“One in five people believe that men should NOT be beauty therapists.”
Although we’ve put men on the moon and even recreated the conditions of the Big Bang, sadly, we are still struggling in the fight to eradicate prejudice from our society.
Ironically, nowhere can this last bastion of ugly behaviour be seen more prevalently than within the beauty industry.
A recent study into gender perceptions in regards to job roles, discovered that a staggering one in five people believe that men should NOT be beauty therapists.
Out of the 2000 people, 26% of men agreed with the statement that men should not work within the beauty industry whilst 16% of the females agreed too. Even more shocking, 18% of the survey’s respondents stated that they wouldn’t trust a male beauty therapist.
There is light at the end of this dismal tunnel though. Andy Rouillard, owner of the men’s only salon Axiom Bodyworks said, “The survey results clearly demonstrate that we still have a long way to go in addressing gender stereotypes and equality in the work place, but I suspect that if you’d asked the same question 10 years ago, the findings would have shown an even greater prejudice.”
It has become the norm for men to make regular trips to upmarket hair salons and it looks as though the trend is the same within the beauty trade.
Rouillard says he believes that a change in attitude will come as we see more men having beauty treatments. “With the number of males going to the salons increasing, I’ve already noticed a greater number of male therapists entering our industry. We already have some fantastic role models leading the way in the nail, makeup and grooming sectors.
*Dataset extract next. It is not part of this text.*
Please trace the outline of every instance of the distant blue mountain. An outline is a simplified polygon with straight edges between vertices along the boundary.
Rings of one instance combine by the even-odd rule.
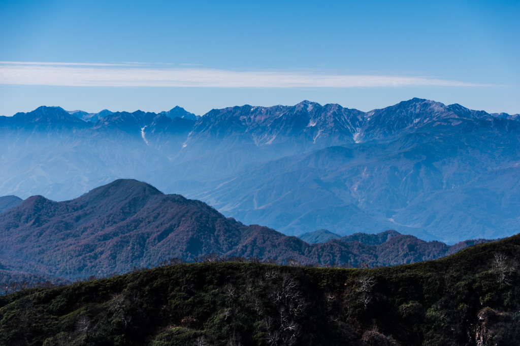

This is encouraging, although it’s alarming to witness how difficult it can still be for some guys to find a training provider that will welcome them. I was lucky enough to find a school that not only accepted me as a male student but went out of the way to tailor aspects of the syllabus towards working with male clients.
“Prior to that, I had been refused interviews, had calls ignored and told outright on more than one occasion that it ‘wouldn’t be appropriate’ to have a male therapist in the classroom.”
Progress may be slow, but it appears we are getting there!